Idée-temps-information n° 1 : « Après avoir mangé un fruit, gardez les pépins et plantez-les. Quand les pépins ont donné des fruits, cueillez-en un et mangez-le. Notez avec précision la durée entre les deux fois où vous les avez mangés[33]. »

Donald Burgy, 1969

Tournement d’une ligne (éplucher une pomme) : « Ce défi consiste à enlever la pelure en un seul morceau à l’aide d’un couteau. Un couteau très aiguisé est indispensable[34]. »

Alison Knowles, 1976

Ces deux énoncés historicisés, fruités, incitent à faire un régime allographique ! Surtout, ils sont la démonstration de la possible adéquation entre œuvre allographique et empreinte neutre (zéro carbone)[35]. Ne disposant pas des moyens, des outils pour le calcul requis, les artistes et les interprètes peuvent toutefois faire preuve de bon sens et opter pour l’activation des énoncés adéquats, ceux usant de matériaux biosourcés. Compte-tenu du coût inabordable pour beaucoup d’une analyse du cycle de vie, le maniement du procédé allographique est une solution possible pour la poursuite des projets artistiques. Dans le sillage de l’art conceptuel, un certain courant d’acteurs officie avec les formats allographiques, discrets, légers, furtifs, formats dont les créateurs peuvent s’inspirer[36].
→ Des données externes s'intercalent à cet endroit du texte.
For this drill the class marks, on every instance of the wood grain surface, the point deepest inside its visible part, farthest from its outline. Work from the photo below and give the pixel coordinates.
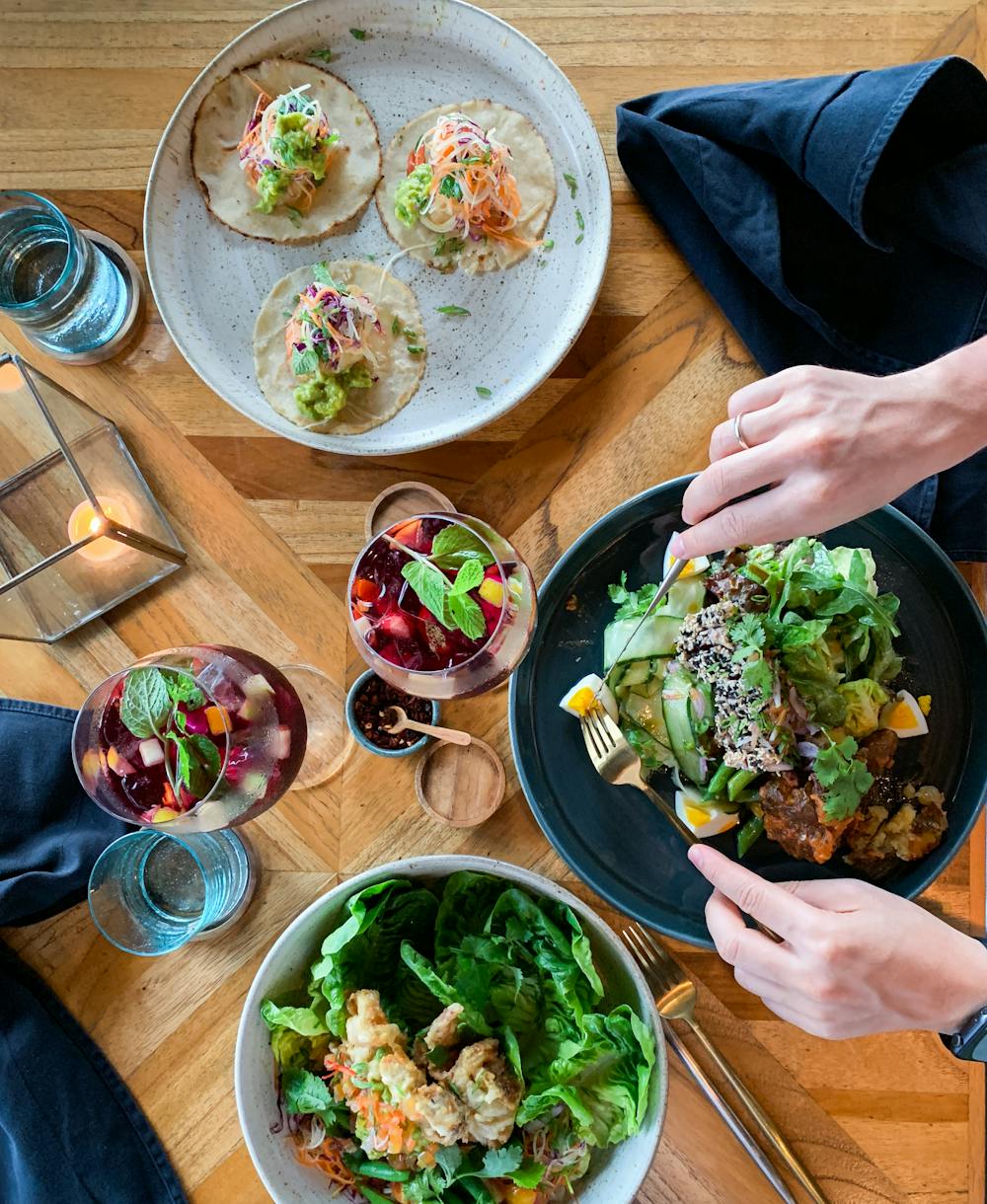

Cependant, la légèreté de l’œuvre allographique est plus ou moins opérante. Par exemple, Éric Watier identifie « [la] logique d’instabilité de présentation[37] » chère à Weiner. Lors des expositions de statements, il y a une multiplication « [des] couleurs, [des] typographies ou [des] mises en scènes », soit « la volonté […] d’accumuler les formalisations de ses énoncés afin de prouver la faible importance formelle de ces mêmes formalisations[38] ». Et « le prêt d’un Weiner se fait seulement par la transmission du mot à produire […]. À la fin de l’exposition, il est nécessaire de s’assurer de la destruction physique de ces “traces”, afin qu’elles ne soient pas conservées. Le risque serait de leur conférer le statut de bien culturel[39] », témoigne la conservatrice-restauratrice Zoë Renaudie. Les principes de monstration de Weiner dénotent quelque peu avec la soi-disant légèreté de l’œuvre allographique. « [Le] double régime de pérennisation (la conservation d’un certain nombre de manifestations et les réitérations multiples) est courant dans les pratiques artistiques de tradition allographique[40] », constate l’historienne Anne Bénichou.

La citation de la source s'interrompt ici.